§19

So Joanna wrote to Albert Hill in her big, cramped handwriting, on the expensive yet unostentatious note-paper which Ellen had decreed, inviting him to come and spend Whitsuntide at Ansdore.

His answer did not come for three or four days, during which, as he meant she should, she suffered many doubts and anxieties. Was he coming? Did he care for her? Or had he just been fooling? She had never felt like this about a man before. She had loved, but love had never held her in the same bondage—perhaps because till now she had always had certainties. Her affair with Martin, her only real love affair, had been a certainty, Arthur Alce's devotion had been a most faithful certainty, the men who had comforted her bereavement had also in their different ways been certainties. Albert Hill was the only man who had ever eluded her, played with her or vexed her. She knew that she attracted him, but she also guessed dimly that he feared to bind himself. As for her, she was now determined. She loved him and must marry him. Characteristically she had swept aside the drawbacks of their different ages and circumstances, and saw nothing but the man she loved—the man who was for her the return of first love, youth and spring.
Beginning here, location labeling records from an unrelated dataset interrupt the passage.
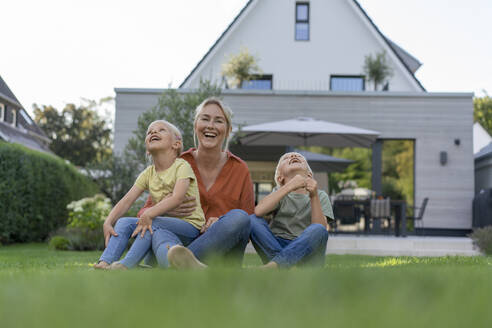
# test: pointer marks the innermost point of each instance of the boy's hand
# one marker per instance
(144, 223)
(108, 231)
(297, 182)
(312, 187)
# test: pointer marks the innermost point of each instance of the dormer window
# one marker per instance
(258, 82)
(347, 83)
(2, 112)
(302, 21)
(14, 118)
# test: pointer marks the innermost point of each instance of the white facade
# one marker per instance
(341, 35)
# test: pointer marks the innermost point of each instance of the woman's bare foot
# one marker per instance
(101, 265)
(117, 266)
(180, 257)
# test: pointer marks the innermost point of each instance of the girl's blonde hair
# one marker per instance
(225, 110)
(280, 160)
(175, 131)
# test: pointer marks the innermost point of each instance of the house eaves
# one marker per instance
(397, 51)
(221, 37)
(410, 63)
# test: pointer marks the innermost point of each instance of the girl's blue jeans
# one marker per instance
(167, 232)
(226, 238)
(308, 248)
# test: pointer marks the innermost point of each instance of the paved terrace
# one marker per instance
(397, 246)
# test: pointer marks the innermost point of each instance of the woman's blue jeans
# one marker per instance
(308, 248)
(167, 232)
(226, 238)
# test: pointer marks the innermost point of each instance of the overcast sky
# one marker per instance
(57, 51)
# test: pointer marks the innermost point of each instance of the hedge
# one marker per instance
(35, 189)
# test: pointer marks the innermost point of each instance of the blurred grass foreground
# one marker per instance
(44, 288)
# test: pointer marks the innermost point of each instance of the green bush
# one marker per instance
(35, 189)
(89, 212)
(482, 238)
(59, 243)
(81, 238)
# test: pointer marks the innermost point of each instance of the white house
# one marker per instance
(311, 54)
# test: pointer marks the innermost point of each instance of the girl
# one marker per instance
(297, 232)
(169, 181)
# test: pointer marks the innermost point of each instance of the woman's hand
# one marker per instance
(297, 182)
(208, 224)
(312, 187)
(185, 209)
(144, 223)
(108, 231)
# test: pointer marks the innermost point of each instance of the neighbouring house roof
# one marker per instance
(409, 62)
(7, 94)
(484, 152)
(27, 132)
(23, 137)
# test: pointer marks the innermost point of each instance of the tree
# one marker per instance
(377, 68)
(240, 67)
(77, 134)
(177, 108)
(482, 112)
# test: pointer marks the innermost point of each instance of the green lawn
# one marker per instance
(44, 288)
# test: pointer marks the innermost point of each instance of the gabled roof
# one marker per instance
(7, 94)
(410, 63)
(484, 152)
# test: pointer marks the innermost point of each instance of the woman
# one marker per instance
(226, 197)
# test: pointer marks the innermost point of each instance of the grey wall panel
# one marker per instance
(433, 120)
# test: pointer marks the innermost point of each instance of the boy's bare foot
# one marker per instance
(101, 265)
(117, 266)
(180, 257)
(269, 265)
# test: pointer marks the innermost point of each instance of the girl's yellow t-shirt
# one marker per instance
(161, 184)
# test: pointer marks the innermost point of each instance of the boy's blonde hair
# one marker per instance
(225, 110)
(175, 131)
(280, 160)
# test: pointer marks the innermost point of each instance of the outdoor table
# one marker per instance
(398, 207)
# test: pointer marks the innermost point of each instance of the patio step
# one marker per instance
(397, 246)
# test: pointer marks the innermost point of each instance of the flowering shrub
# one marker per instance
(89, 212)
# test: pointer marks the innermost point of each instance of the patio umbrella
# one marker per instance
(306, 131)
(317, 162)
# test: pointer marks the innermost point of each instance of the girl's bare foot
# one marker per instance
(101, 265)
(270, 265)
(117, 266)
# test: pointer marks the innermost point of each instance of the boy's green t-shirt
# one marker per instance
(161, 184)
(293, 214)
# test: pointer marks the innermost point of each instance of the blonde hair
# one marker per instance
(175, 131)
(225, 110)
(280, 160)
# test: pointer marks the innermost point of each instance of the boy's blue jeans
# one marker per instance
(308, 248)
(167, 232)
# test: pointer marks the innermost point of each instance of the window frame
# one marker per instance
(363, 77)
(2, 112)
(307, 21)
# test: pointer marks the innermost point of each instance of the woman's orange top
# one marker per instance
(233, 188)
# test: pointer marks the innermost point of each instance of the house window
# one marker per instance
(2, 112)
(347, 83)
(260, 82)
(14, 117)
(302, 21)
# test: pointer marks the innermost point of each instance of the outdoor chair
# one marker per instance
(420, 216)
(380, 210)
(346, 213)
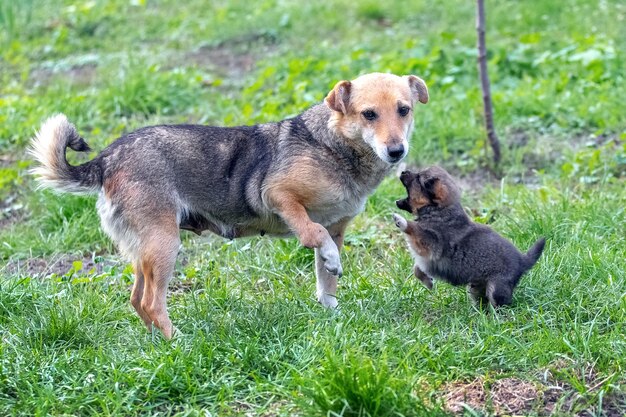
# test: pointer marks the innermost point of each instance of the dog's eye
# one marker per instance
(369, 115)
(403, 110)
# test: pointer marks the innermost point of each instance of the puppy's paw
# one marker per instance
(400, 221)
(330, 256)
(328, 301)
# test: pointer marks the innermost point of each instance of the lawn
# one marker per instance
(253, 340)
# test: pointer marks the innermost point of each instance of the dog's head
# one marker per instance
(378, 109)
(431, 186)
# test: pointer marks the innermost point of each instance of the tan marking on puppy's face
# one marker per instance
(431, 186)
(377, 109)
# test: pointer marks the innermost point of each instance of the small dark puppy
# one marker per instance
(447, 245)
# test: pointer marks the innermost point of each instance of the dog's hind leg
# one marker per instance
(327, 282)
(158, 257)
(137, 294)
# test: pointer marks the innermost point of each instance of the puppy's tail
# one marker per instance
(48, 149)
(534, 253)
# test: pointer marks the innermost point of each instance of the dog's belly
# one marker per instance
(332, 213)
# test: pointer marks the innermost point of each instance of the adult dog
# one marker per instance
(308, 176)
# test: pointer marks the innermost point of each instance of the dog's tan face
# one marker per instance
(431, 186)
(378, 109)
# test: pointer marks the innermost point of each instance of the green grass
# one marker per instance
(252, 338)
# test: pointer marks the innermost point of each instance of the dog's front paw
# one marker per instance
(400, 221)
(330, 256)
(328, 301)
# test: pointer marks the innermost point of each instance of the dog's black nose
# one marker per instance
(395, 151)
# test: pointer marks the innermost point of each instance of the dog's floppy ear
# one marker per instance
(419, 91)
(339, 97)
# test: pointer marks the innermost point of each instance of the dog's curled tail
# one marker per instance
(534, 253)
(48, 149)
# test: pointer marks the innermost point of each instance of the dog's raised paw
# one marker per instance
(328, 301)
(400, 222)
(330, 256)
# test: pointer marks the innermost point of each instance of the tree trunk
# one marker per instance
(484, 80)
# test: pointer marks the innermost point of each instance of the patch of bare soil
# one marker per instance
(60, 265)
(514, 396)
(233, 57)
(82, 74)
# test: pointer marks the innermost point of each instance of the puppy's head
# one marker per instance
(431, 186)
(377, 109)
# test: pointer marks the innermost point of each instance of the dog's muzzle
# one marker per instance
(395, 152)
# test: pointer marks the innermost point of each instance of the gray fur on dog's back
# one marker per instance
(214, 178)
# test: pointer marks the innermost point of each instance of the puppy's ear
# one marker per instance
(419, 91)
(431, 191)
(339, 97)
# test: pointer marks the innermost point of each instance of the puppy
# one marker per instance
(307, 176)
(447, 245)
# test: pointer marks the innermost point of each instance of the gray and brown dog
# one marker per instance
(308, 176)
(447, 245)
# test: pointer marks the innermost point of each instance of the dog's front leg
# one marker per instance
(326, 281)
(310, 234)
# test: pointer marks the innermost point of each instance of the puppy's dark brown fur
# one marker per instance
(447, 245)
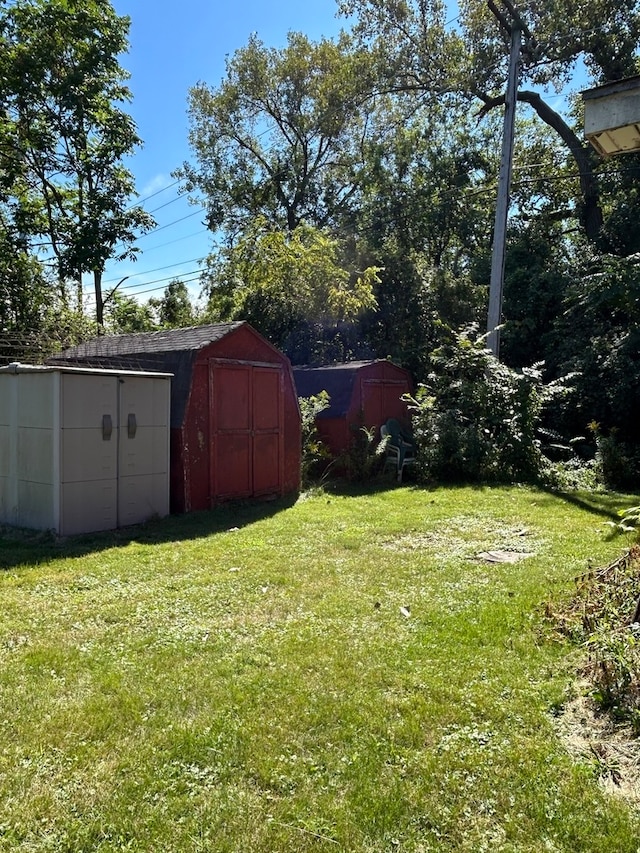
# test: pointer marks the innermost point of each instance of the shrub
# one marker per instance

A common little tawdry-minded clerk some might have called him, but to Joanna he was all things—fulfilment, lover and child, and also a Sign and a Second Coming.

She could think of nothing else. Once again Ansdore was failing her, as it always failed her in any crisis of emotion—Ansdore could never be big enough to fill her heart. But she valued it because of the consequence it must give her in young Hill's eyes, and she was impressed by the idea that her own extra age and importance gave her the rights of approach normally belonging to the man.... Queens always invited their consorts to share their thrones, and she was a queen, opening her gates to the man she loved. There could be no question of her leaving her house for his—he was only a little clerk earning two pounds a week, and she was Squire of the Manor. Possibly this very fact made him hesitate, fear to presume.... Well, she must show him he was wrong, and this Whitsuntide was her opportunity. But she wished that she could feel more queenly in her mind—less abject, craving and troubled. In outward circumstances she was his queen, but in her heart she was his slave.

She plunged into an orgy of preparation. Mrs. Tolhurst and Mene Tekel and the new girl from Windpumps who now reinforced the household were nearly driven off their legs. Ellen spared the wretched man much in the way of feather-beds—just one down mattress would be enough, town people weren't used to sleeping on feathers. She also chastened the scheme of decoration, and substituted fresh flowers for the pampas grasses which Joanna thought the noblest adornment possible for a spare bedroom. On the whole Ellen behaved very well about Albert Hill—she worked her best to give him a favourable impression of Ansdore as a household, and when he came she saw that he and her sister were as much alone together as possible.

"He isn't at all the sort of brother-in-law I'd like you to have, my dear," she said to Tip, "but if you'd seen some of the men Joanna's taken up with you'd realize it might have been much worse. I'm told she once had a most hectic romance with her own shepherd ... she's frightfully impressionable, you know."

"Is she really?" said Tip in his slow, well-bred voice. "I shouldn't have thought that."

"No, because—dear old Jo! it's so funny—she's quite without art. But she's always been frightfully keen on men, though she never could attract the right sort; and for some reason or other—to do with the farm, I suppose—she's never been keen on marriage. Now lately I've been thinking she really ought to marry—lately she's been getting quite queer—détraquée—and I do think she ought to settle down."

"But Hill's much younger than she is."

"Joanna would never care for anyone older. She's always liked boys—it's because she wants to be sure of being boss, I suppose. I know for a fact she's turned down nearly half a dozen good, respectable, well-to-do farmers of her own age or older than herself. And yet I've sometimes felt nervous about her and Peter Crouch, the groom ... Oh, I tell you, Jo's queer, and I'll be thankful if she marries Bertie Hill, even though he is off the mark. After all, Tip"—and Ellen looked charming—"Jo and I aren't real ladies, you know."